Humans like rectangles. Almost to a worrying degree. Nearly all media we cram into rectangles, be it books, movies, pictures, even windows. If we view something, its probably through a rectangle. If we store something, it’s probably in a rectangular container from binders to laptops to shipping crates. And from many angles this makes no sense. Our field of view is elliptical, and yet we wear rectangular glasses. Our hands and fingers operate on circular fields of movement, and yet keyboards and touchscreens are rectangles. The simplest shape, the one our brain unconsciously organizes the world into, is triangles; so where did all the rectangles come from?
I’ll tell you, but first we must learn a lesson; Newtons 1st law of motion. To save you the jargon, it essentially states that objects will stay still if still, and keep moving if moving. If given the choice, as in gravity doesn’t pull it and nothing touches it, it will keep doing exactly what it was doing. The odd aspect of this is that it matters not whether it is still or moving.
So how can something be different and not be treated any differently? Because their difference is subjective. Movement is determinable by using a reference point; if a speedometer reads 60mph, it is referring to your motion relative to the reference point of the earth. If you set the reference point of the moving object and the stationary object to the respective object, both travel at 0 speed with no direction; In that frame of reference the two have no difference.
Let us leave the physics and try another example, one more down to earth. As I write the Emmys are being awarded. It is now that the best actors on television are being recognized for their achievement. I’ve muted twitter just for the occasion. But the fact I had to do so highlights an important frame of reference. I don’t care in the least who got what trophy or what the prettiest dress was on the red carpet. But the amount of people who do is so large I have to erect walls between me and them in order to carry on writing and hold on to my last marble. Surely if this is the case, then I must be missing something, right? To this I am forced to respond maybe, but I would also have to ask, have you heard of Arthur B. McDonald?

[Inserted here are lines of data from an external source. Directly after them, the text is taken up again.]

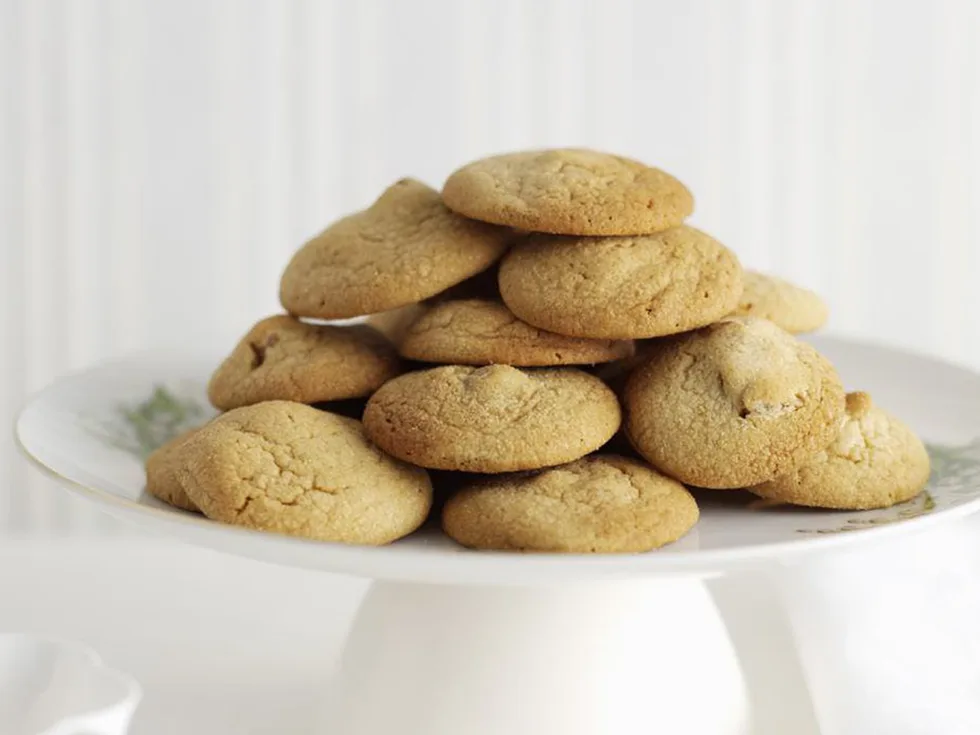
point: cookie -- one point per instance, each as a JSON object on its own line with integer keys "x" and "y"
{"x": 404, "y": 248}
{"x": 292, "y": 469}
{"x": 282, "y": 358}
{"x": 735, "y": 404}
{"x": 484, "y": 332}
{"x": 791, "y": 307}
{"x": 161, "y": 473}
{"x": 599, "y": 504}
{"x": 569, "y": 192}
{"x": 874, "y": 462}
{"x": 491, "y": 419}
{"x": 621, "y": 287}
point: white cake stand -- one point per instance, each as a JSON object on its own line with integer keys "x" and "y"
{"x": 450, "y": 641}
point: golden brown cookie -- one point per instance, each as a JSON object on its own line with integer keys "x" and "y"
{"x": 734, "y": 404}
{"x": 404, "y": 248}
{"x": 491, "y": 419}
{"x": 874, "y": 462}
{"x": 569, "y": 192}
{"x": 282, "y": 358}
{"x": 484, "y": 332}
{"x": 599, "y": 504}
{"x": 161, "y": 473}
{"x": 290, "y": 468}
{"x": 621, "y": 287}
{"x": 791, "y": 307}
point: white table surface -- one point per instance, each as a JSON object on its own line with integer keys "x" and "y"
{"x": 224, "y": 645}
{"x": 220, "y": 644}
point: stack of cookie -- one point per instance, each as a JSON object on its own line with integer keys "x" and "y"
{"x": 551, "y": 336}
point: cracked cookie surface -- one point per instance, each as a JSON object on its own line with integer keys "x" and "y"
{"x": 731, "y": 405}
{"x": 621, "y": 287}
{"x": 874, "y": 462}
{"x": 290, "y": 468}
{"x": 406, "y": 247}
{"x": 282, "y": 358}
{"x": 569, "y": 192}
{"x": 484, "y": 332}
{"x": 795, "y": 309}
{"x": 161, "y": 473}
{"x": 492, "y": 419}
{"x": 602, "y": 503}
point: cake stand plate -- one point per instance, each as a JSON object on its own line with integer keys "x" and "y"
{"x": 449, "y": 640}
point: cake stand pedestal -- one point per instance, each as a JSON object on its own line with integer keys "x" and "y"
{"x": 453, "y": 642}
{"x": 577, "y": 659}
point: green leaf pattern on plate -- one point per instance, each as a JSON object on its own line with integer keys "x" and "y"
{"x": 955, "y": 473}
{"x": 142, "y": 427}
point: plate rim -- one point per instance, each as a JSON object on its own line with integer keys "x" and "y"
{"x": 454, "y": 567}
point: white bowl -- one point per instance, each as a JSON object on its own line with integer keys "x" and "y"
{"x": 51, "y": 687}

Metaphorically, he tore up the fabric of reality and demanded it be made into a snuggie. Technically, he, along with Takaaki Kajita, discovered that neutrinos had mass, something they really should not have in the current standard model of physics. So the standard model must be rewoven to accommodate his discovery. For this, he was awarded the Nobel prize for physics last year. And where were you when this reality shattering development unfolded? Probably talking about how Kevin Spacey was amazing in House of Cards or how hilarious Amy Poehler is as Leslie Knope in Parks and Rec after they won Emmys the preceding week if you're anything like the people on twitter right now. Not quite on the same level as Arthur “remake the universe as a quilt in my image” B. McDonald are they?
And yet in all probability, this is the first time you’ve heard of Arthur. And that’s ok, I looked him up just for this piece; I had no idea who he was 30 minutes ago. You may vote Knope, some may honor Arthur, and I was probably listening to a new album I had gotten the previous week for my birthday. We all have different reference points in terms of what is important; these reference points create our rectangular frames of reference.
I could tell you that we love rectangles because gravity likes right angles for structural reasons, that putting information are right angles allows it to be compact, or that making an arc keyboard is really hard to do. But we like rectangles because we’ve always like rectangles. We started using rectangles because they were good at some things and just never stopped. We've put ourselves into a rectangular frame of reference for various rational reasons, and rather than make a new frame for new things, we just use the rectangular one. We’re blockheads. So the rectangles make more rectangles until eventually someone taps some rectangles on his rectangle while looking at rectangles displayed on his rectangle to write a rectangular column about why we like rectangles.